The crowds scanned the face and bare legs of Sharon Stone as she arrived on the red carpet yesterday for the premier of Michael Hazanavicius’ film “The Search”, as if looking for signs of scalpel and botox on the suspiciously youthful-looking 56-year-old actress.
It’s a game that goes on a lot at Cannes. Meanwhile, Sophia Loren – who turns 80 in September – showed how it’s done with her photocall earlier that day. She was promoting “La Voce Umana” (the human voice); an Italian short film set in Naples in 1950 and based on a Jean Cocteau play.
The verdict so far on “The Search” – one of a number of French films in competition – is not good. The visceral account of a relationship between a woman working for an NGO in Chechnya in 1999 and an orphaned boy even got whistled and booed at its premier last night; the international press deciding that its director was selected for competition more on the basis of his successful film “The Artist” rather than on the merits of this long film.
It was also premier time last night for “L’Homme q’on aimait trop” – the latest film from André Téchiné (a director who really does divide opinion) and one that many had expected to make the short list of competitors for the Palme d’Or.
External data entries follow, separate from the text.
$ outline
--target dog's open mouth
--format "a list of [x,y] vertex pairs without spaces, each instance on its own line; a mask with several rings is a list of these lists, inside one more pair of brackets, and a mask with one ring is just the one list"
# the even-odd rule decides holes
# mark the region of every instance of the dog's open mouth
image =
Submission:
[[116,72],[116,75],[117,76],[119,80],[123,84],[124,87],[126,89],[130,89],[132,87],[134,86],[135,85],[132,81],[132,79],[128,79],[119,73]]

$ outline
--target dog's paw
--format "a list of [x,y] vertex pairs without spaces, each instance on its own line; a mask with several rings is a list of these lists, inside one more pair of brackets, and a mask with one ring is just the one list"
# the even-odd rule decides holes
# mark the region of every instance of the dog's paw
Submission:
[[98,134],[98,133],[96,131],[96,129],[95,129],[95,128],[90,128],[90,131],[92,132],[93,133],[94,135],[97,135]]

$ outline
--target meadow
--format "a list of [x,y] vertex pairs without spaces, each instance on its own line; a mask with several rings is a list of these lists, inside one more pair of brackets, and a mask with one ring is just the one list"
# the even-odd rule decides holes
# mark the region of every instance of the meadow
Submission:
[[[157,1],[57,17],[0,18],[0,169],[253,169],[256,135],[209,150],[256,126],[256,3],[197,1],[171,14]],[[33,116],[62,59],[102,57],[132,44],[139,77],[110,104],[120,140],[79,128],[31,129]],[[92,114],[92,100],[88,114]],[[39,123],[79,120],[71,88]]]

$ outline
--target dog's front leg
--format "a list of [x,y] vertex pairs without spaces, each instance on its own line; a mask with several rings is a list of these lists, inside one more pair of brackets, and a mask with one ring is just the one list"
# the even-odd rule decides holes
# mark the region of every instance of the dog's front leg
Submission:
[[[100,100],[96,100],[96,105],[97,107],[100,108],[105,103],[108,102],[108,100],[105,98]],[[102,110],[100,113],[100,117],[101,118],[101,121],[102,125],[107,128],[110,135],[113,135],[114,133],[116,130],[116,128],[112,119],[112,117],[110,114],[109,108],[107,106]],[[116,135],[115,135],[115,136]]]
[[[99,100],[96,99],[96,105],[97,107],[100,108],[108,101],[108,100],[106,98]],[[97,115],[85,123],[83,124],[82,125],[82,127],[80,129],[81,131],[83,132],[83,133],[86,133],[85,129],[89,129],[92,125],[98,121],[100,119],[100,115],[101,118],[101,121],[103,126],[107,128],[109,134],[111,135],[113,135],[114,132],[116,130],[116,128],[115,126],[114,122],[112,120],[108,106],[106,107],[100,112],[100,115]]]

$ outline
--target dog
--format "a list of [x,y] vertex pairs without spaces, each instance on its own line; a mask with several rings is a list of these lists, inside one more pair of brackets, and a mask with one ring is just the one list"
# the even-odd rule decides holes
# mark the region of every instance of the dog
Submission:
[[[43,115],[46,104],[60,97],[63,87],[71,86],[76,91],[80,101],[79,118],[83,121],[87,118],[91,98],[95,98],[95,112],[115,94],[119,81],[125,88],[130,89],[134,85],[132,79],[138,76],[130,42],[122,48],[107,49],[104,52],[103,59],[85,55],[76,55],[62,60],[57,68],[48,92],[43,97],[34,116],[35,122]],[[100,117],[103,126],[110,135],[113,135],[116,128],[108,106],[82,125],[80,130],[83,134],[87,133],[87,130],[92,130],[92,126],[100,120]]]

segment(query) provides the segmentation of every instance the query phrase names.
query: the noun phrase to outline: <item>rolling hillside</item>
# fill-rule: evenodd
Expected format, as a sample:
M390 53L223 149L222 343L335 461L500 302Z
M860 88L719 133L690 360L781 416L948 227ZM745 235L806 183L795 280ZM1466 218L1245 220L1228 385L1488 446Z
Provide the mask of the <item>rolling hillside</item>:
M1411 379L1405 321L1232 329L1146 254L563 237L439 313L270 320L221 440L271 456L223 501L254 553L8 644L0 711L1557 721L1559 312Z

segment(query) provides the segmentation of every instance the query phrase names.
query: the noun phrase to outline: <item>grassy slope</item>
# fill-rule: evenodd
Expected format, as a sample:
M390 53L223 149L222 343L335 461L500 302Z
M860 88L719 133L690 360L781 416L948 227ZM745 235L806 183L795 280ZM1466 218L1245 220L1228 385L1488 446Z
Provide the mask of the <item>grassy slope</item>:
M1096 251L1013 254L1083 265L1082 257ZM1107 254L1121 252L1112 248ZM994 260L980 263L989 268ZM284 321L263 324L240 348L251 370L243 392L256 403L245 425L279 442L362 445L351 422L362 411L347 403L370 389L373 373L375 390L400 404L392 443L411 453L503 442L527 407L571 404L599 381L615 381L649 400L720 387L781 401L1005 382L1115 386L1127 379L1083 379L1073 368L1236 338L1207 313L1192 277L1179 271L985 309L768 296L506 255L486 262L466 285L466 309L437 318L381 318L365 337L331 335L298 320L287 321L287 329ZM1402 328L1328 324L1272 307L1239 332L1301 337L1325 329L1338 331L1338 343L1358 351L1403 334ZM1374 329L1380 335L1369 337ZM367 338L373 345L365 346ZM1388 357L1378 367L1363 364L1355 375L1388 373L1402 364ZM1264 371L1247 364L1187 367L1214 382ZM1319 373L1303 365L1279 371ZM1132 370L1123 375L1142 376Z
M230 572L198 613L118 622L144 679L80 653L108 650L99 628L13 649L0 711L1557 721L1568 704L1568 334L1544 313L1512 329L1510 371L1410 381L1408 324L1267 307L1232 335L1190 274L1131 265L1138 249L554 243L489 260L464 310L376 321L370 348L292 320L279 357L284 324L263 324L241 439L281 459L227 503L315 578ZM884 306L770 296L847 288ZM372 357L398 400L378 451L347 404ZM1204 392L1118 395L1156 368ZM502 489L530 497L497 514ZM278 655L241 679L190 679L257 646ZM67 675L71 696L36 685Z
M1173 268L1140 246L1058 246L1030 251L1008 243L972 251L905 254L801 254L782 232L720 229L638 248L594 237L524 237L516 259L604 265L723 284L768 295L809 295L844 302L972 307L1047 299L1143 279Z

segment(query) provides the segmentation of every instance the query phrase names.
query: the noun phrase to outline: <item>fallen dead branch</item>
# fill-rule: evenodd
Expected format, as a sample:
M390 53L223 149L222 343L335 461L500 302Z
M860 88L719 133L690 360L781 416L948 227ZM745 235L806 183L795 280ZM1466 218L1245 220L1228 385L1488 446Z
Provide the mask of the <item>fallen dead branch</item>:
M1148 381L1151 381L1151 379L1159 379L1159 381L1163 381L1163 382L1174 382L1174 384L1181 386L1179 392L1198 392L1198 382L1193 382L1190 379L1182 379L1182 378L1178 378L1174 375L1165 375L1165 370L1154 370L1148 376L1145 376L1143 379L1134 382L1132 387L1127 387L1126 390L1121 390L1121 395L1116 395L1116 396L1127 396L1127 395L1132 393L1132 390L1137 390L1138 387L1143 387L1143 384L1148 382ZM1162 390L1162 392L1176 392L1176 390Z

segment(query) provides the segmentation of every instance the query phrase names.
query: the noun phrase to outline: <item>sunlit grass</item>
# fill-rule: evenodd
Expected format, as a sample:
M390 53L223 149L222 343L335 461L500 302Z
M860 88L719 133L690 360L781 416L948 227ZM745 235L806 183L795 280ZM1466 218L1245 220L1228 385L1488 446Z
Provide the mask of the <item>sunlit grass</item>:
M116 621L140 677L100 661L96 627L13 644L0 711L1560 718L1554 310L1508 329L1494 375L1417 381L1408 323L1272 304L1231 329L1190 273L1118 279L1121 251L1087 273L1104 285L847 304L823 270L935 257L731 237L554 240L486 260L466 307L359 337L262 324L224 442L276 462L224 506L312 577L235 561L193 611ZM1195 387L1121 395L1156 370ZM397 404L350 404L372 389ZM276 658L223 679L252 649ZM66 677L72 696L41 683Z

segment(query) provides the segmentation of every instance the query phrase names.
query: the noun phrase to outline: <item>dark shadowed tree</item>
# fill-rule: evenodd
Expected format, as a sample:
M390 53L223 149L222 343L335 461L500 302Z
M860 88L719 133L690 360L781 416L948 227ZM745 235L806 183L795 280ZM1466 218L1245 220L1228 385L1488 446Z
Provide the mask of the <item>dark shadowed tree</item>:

Another premier in competition that the public were just dying to see was maverick director (and survivor of the Nouvelle Vague days) Jean-Luc Godard’s “Adieu au Langage”. It’s perhaps no surprise to see such a cinematic innovator getting involved in 3D technology. In this film, he sets a defiant anti-Blockbuster tone with the 21st-century cinematic tool, using three dimensional imagery for a more poetic effect rather than for making things exploding explode in your face. It’s all done with a typically Godard-esque fractured narrative that tries the patience but rewards the patient. The critics liked it, generally speaking, so it’s still in with a strong chance of bringing Godard Palme glory on his seventh occasion to be selected for competition.